The EU countries rejected a parliamentary amendment, which would say: "Member states shall provide incentives for the prevention of food waste, such as setting up voluntary agreements, facilitating food donation or, where appropriate, taking financial or fiscal measures."

The Council is also refusing to grant the EU parliament's wish of setting out specific EU targets to reduce food waste.

MEPs want to specify that the bloc should throw away 30 percent less food in 2025, and 50 percent in 2030.

Instead, the Council wants to keep the original EU commission text, which is less specific.

"Member states should take measures to promote prevention of food waste in line with the 2030 Agenda for Sustainable Development, adopted by the United Nations General Assembly on 25 September 2015, and in particular its target of halving food waste by 2030," the commission's original proposal said.

The proposal was published in December 2015, and the Council and EU parliament are currently negotiating on its final version in talks, known in Brussels as trilogues.

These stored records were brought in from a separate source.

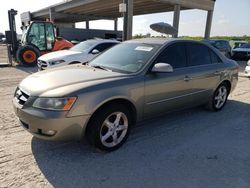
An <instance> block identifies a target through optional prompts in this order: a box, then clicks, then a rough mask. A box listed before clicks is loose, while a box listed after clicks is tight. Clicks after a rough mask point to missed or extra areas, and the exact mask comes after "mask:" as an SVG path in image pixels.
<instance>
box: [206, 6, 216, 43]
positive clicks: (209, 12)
mask: <svg viewBox="0 0 250 188" xmlns="http://www.w3.org/2000/svg"><path fill="white" fill-rule="evenodd" d="M213 13H214V11H213V10H209V11H207V23H206V30H205V36H204V38H205V39H209V38H210V33H211V27H212V20H213Z"/></svg>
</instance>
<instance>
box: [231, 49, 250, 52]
mask: <svg viewBox="0 0 250 188" xmlns="http://www.w3.org/2000/svg"><path fill="white" fill-rule="evenodd" d="M233 52H250V48H235V49H233Z"/></svg>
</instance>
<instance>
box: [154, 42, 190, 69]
mask: <svg viewBox="0 0 250 188" xmlns="http://www.w3.org/2000/svg"><path fill="white" fill-rule="evenodd" d="M156 63H168V64H170V65H171V66H172V67H173V68H174V69H176V68H183V67H186V66H187V58H186V47H185V44H184V43H178V44H173V45H171V46H169V47H167V48H166V49H165V50H163V52H161V53H160V55H159V56H158V57H157V59H156Z"/></svg>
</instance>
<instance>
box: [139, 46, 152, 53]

A compromise deal, facilitated by the commission, is needed before the rules can become law.

The documents also showed that the Council wants to keep the parliament out of the procedure of creating a methodology to measure progress on reducing food waste.

The commission had proposed, which the Council supports, for this methodology to be set down in a so-called implementing act, a type of secondary legislation made through committees of national government representatives - and that does not involve the EU parliament.

MEPs, by contrast, want the methodology to be determined through a delegated act, which is also a type of secondary legislation but one that would give MEPs a chance to veto it if they are not satisfied.

The delegated versus implementing act scrum is a regular feature of negotiations between parliament and council.

Circular economy

The commission's legislative waste package also deals with how to increase recycling and reduce the amount of waste that ends up in landfills.

It was a reaction to a previously withdrawn proposal, which had been drafted by the previous administration, led by former EU commission president Jose Manuel Barroso.

After the Jean-Claude Juncker commission faced a public backlash over withdrawing it, it introduced a new piece of legislation under the umbrella term circular economy.

At its presentation in December 2015, Juncker's right-hand man, Frans Timmermans, said the new package was more ambitious because it covered more aspects of the circular economy, but also because some of the targets were more realistic.